Sands and ETGs, at a glance
The announcement that Sands had launched ETGs came this past week, via the provider of the games, International Game Technology (IGT).
According to a press release:
Sands Bethlehem installed 150 of IGT’s Dynasty ETG cabinets, featuring live roulette and live baccarat games. The installation includes four live dealing tables, connected to game terminals that enable players to electronically place wagers on multiple games at the same time.
The installation of the ETG’s covers 5,900 square feet.
Table games, just bigger
Offering table gaming via an electronic platform, of course, is not a terribly new concept. Offering blackjack, roulette and other traditional table games via a machine format has been around for quite a while.
But the “stadium” style offering has not been deployed en masse in the US.

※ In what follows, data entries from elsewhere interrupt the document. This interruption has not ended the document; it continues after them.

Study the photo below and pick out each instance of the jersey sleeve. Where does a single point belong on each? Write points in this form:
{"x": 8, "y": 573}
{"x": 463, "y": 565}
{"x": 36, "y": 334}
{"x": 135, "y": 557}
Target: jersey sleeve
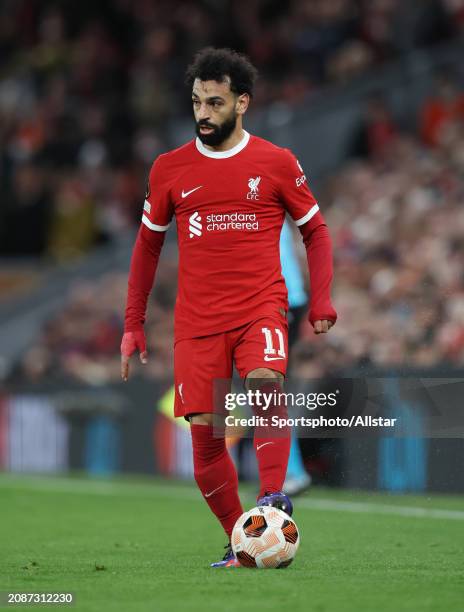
{"x": 157, "y": 208}
{"x": 295, "y": 193}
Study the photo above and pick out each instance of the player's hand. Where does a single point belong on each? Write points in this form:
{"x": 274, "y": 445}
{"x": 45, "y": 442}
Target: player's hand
{"x": 322, "y": 326}
{"x": 131, "y": 342}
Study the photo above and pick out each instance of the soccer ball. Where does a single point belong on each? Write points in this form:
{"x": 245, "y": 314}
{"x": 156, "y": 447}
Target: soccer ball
{"x": 265, "y": 537}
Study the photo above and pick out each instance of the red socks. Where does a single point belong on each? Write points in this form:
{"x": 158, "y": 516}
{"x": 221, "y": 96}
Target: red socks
{"x": 216, "y": 475}
{"x": 272, "y": 457}
{"x": 272, "y": 445}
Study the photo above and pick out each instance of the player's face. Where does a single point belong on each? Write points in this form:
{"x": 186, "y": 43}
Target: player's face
{"x": 216, "y": 109}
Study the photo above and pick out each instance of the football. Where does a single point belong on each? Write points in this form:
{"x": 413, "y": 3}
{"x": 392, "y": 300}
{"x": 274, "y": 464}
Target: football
{"x": 265, "y": 537}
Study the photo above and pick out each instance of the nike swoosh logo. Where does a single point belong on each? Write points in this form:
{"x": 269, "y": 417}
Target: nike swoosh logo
{"x": 261, "y": 445}
{"x": 186, "y": 193}
{"x": 215, "y": 490}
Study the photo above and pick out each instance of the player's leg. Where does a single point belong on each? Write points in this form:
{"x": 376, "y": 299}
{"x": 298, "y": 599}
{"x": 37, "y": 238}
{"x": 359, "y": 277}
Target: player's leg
{"x": 197, "y": 363}
{"x": 261, "y": 344}
{"x": 272, "y": 445}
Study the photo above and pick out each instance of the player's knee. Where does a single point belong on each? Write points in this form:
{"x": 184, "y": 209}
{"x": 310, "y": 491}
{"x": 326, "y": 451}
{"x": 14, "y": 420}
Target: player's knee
{"x": 260, "y": 375}
{"x": 203, "y": 418}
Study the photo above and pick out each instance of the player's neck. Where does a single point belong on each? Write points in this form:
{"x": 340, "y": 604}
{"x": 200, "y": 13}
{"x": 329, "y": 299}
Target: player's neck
{"x": 234, "y": 139}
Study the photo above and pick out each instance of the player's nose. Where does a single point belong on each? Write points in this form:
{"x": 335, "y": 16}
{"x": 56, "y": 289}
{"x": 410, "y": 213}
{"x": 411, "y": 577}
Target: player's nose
{"x": 202, "y": 112}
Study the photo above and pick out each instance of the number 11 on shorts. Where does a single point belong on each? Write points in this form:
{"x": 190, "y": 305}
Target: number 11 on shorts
{"x": 269, "y": 349}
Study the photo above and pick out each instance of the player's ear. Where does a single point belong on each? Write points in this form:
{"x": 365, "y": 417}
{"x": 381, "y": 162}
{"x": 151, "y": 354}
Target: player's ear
{"x": 242, "y": 103}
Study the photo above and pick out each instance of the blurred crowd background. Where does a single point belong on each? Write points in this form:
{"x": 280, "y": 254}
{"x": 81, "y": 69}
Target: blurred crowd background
{"x": 88, "y": 92}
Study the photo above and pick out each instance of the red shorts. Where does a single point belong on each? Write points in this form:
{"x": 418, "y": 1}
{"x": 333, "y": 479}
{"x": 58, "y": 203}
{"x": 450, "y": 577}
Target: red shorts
{"x": 198, "y": 362}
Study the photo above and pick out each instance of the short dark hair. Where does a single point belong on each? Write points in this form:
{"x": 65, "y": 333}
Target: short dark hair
{"x": 213, "y": 64}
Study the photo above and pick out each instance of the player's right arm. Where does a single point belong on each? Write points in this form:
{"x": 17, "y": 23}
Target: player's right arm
{"x": 156, "y": 218}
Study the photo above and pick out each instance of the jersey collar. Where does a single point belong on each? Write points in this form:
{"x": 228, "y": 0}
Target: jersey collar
{"x": 223, "y": 154}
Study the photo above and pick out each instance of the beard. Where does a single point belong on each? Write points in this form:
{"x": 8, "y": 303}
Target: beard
{"x": 219, "y": 133}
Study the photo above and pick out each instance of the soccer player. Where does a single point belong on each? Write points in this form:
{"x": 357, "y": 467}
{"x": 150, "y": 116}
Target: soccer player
{"x": 228, "y": 191}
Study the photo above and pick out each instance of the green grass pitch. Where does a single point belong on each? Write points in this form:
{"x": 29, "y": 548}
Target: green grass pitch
{"x": 145, "y": 544}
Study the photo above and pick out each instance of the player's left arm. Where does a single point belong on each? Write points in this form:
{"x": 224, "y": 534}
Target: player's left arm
{"x": 304, "y": 210}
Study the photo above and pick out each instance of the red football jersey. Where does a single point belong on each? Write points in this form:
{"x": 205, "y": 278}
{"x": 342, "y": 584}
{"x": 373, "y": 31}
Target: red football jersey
{"x": 229, "y": 208}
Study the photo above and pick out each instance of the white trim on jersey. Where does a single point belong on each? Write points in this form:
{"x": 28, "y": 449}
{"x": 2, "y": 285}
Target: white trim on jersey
{"x": 156, "y": 228}
{"x": 309, "y": 215}
{"x": 223, "y": 154}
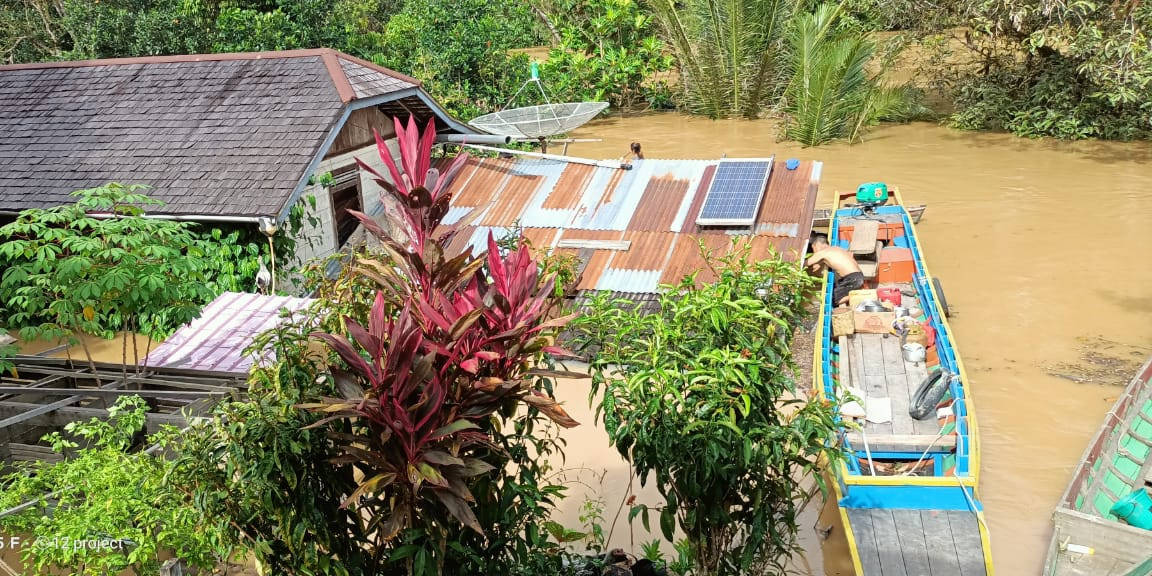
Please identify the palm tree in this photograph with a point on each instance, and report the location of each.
(831, 93)
(733, 53)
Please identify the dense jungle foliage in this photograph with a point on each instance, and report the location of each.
(1071, 69)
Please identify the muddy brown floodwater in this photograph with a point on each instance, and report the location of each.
(1045, 254)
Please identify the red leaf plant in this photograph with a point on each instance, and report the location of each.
(448, 346)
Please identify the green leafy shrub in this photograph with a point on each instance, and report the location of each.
(422, 448)
(730, 53)
(98, 266)
(832, 95)
(1069, 70)
(460, 50)
(609, 52)
(108, 497)
(700, 396)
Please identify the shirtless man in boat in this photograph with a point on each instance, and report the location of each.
(848, 273)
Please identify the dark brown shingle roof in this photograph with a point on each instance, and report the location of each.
(213, 135)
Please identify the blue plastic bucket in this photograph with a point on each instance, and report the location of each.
(1135, 509)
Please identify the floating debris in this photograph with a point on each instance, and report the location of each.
(1103, 362)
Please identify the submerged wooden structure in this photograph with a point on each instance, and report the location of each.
(908, 489)
(48, 393)
(1088, 539)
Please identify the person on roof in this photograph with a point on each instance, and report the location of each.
(637, 153)
(848, 273)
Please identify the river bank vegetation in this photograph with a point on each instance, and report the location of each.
(1071, 70)
(407, 425)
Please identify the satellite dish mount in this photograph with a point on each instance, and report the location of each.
(538, 122)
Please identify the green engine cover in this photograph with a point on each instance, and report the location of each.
(872, 192)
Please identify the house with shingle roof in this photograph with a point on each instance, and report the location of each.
(218, 137)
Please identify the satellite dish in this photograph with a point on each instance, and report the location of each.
(538, 122)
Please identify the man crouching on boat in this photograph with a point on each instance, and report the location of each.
(848, 273)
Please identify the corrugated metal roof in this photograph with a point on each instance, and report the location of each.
(215, 341)
(653, 206)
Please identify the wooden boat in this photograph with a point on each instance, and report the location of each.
(907, 491)
(823, 217)
(1088, 539)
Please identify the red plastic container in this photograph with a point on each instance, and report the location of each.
(889, 294)
(929, 332)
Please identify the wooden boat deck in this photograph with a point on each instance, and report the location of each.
(877, 366)
(917, 543)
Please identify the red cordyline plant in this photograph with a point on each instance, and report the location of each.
(449, 343)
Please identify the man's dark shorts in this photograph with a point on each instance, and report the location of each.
(846, 285)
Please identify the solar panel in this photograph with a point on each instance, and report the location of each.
(735, 194)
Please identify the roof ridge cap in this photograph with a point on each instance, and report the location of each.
(174, 59)
(376, 67)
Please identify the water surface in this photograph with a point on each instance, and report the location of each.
(1044, 249)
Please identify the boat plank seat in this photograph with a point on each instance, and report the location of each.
(865, 234)
(917, 543)
(933, 444)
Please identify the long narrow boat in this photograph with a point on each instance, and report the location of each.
(1088, 538)
(908, 487)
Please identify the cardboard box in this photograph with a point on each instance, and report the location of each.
(856, 296)
(873, 323)
(842, 323)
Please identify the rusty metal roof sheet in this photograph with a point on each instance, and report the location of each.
(652, 206)
(215, 341)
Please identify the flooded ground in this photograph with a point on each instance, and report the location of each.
(1045, 254)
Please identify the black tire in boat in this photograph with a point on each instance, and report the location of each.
(927, 395)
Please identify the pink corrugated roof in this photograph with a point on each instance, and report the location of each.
(215, 341)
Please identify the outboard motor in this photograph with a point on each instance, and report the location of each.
(871, 195)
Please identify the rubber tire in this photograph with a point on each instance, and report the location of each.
(927, 395)
(940, 297)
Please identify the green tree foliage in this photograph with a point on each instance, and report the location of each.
(730, 53)
(700, 395)
(107, 494)
(1069, 69)
(460, 50)
(33, 30)
(832, 95)
(608, 52)
(99, 266)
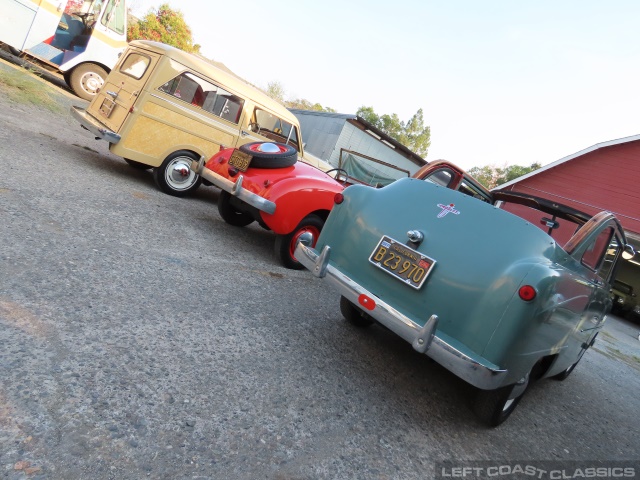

More from the presser from Nick Khin, IGT Senior Vice President of Sales, North American Gaming & Interactive:
“Developing the largest live ETG destination in the United States with our partners at Sands Bethlehem marks an important milestone for IGT. IGT’s Dynasty product is a versatile, best-of-breed ETG solution that is designed to engage a broad range of players, deliver dynamic gaming experiences and evolve with the digital era of gaming.”
Wait, Sands isn’t worried about casino jobs?
The implementation of automated table games — which require no dealers to staff — is an interesting decision from Sands.
One of the reasons Sands and its CEO, Sheldon Adelson, opposes Pennsylvania online casinos is because of the impact on casino-related jobs. The introduction of massive automated table games would seem to be in conflict with that idea.
From Forbes in 2013:
But Adelson also thinks that online gambling is “suicidal” for the U.S. casino industry in the long run and will destroy hundreds of thousands of jobs.
And testimony from Sands Bethlehem President Mark Juliano in front of the Pennsylvania Senate:
Approving proposals such as internet gambling, slot machines at OTB’s and VGT’s undermine the intention of Pennsylvania’s gaming act. The goal was to see benefits from the expansion of gambling; approving these proposals will undermine the operators who have built destinations and will place thousands of jobs at risk and potentially end investment in existing facilities.
Which leads to the obvious question: Does Sands really care about jobs in PA, or just its own bottom line? The introduction of gaming machines that theoretically hurt jobs for live dealers would seem to answer that question.